If you're a reader of this blog, you know that the majority of my ancestors on my father's side settled and thrived in Pemiscot County, Missouri, a thin strip of land between the River and the state of Arkansas. Shortly after a significant flood in 1849 and 1850, Pemiscot County was formed officially in 1851, and was named the Native American word for "liquid mud." A fertile land for growing cotton and vegetables to be sure, but also one at the mercy of a beastly and unpredictable great river.

My father and his mother were born in this county. Great-grandfather Emory Brooks, great-great-grandfathers Charles Anthony Patrick, Mexico Cole, James Franklin Brooks, and great-great-great-grandfather Midget Brooks farmed this land until they died. And the generations of grandmothers Ollie Jordan, Susie Jane Patrick, Juliette Chilcutt, Nancy Melinda Cole, and Sarah Richardson, who kept houses going, and the houses of others when circumstances called for it, who cared for churches, and sick community members, and tended the graves of their early-dead husbands and children. All the lives lived here because the river made it possible to thrive on the land. A river gives but it also takes away.

If you live in this part of the country, as I do, only a little over a hundred miles from Pemiscot, you know that a flood of historic proportions is imminent. From what  research I've done, it appears that the River floods in various areas, upper or lower, about every 10-30 years, the last great and devastating flood of the lower banks was in 1927 and 37. Below is a short film of the flood of '37 as it affected Cairo, Illinois--famous frontier town, one in which Mark Twain spent much time, and which is just north and acrossriver from Pemiscot:

Pemiscot is located entirely within the 100-year flood plain, which means that every 100 years or so, the county should expect to be completely inundated with river water. A dangerous gamble, to enjoy the fertile land, but to also live at its mercy. With the decline in farming, and perhaps with the growing threat of flood, the population of Pemiscot has spilled from the county's borders steadily in the last 30 years. If I do still have family here, they are very distant.

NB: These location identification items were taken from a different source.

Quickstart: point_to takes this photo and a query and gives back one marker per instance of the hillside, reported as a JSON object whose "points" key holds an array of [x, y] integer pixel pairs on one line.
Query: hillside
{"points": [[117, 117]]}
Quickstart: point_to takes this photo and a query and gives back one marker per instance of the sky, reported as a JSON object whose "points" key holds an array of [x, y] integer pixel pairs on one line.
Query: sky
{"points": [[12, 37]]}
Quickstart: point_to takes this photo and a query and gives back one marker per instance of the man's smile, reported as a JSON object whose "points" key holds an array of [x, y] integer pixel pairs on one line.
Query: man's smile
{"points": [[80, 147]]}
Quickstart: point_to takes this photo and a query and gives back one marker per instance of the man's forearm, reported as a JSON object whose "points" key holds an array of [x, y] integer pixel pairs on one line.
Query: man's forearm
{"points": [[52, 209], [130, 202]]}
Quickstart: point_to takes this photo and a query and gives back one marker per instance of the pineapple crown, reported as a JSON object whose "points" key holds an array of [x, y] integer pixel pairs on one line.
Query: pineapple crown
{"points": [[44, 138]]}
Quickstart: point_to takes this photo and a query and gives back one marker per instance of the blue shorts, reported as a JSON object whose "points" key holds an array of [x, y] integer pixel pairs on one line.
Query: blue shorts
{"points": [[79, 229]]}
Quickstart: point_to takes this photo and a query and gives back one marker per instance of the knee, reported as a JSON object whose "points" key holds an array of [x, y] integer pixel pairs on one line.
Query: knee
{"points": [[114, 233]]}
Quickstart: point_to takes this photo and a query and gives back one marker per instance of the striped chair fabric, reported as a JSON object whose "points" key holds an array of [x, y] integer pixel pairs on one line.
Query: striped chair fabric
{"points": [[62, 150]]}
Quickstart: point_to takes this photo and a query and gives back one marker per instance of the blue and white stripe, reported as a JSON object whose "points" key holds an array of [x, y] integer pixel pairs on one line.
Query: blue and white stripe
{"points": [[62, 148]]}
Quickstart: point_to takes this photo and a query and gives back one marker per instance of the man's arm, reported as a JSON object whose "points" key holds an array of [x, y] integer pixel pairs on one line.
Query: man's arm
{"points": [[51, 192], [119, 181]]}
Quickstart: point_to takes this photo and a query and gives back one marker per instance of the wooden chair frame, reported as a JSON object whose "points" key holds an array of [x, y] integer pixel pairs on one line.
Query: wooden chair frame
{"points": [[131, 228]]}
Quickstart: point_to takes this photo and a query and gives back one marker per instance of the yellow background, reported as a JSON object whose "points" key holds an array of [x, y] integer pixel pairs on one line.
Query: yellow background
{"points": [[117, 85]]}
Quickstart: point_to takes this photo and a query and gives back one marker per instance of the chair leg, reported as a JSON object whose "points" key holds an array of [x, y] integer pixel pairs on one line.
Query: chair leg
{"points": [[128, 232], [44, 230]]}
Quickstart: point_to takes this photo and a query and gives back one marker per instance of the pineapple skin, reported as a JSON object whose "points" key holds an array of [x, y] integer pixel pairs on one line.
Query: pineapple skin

Modern-day residents are preparing for the flood as I write this, bagging sand, building walls, leaving their homes behind. Animal rescues are happening, but imagine all those beyond help already. In the Daily Dunklin Democrat, there are reports of abandoned dogs now roaming in packs, cresting levees, looking for higher ground. As the water rises higher, it follows, close on their heels.

A commendable, though some may say futile, effort is being made on both sides of the river, in several states, to quiet it--to hold it back, though its mind is set on spilling over. And when it does spill over into the land my ancestors worked and loved, there's nothing to hope for, except that their bones and crumbling grave markers stay put. Or that maybe the old homes, now in the care of strangers, will keep their foundations. Funny how futile and fertile are such similar words.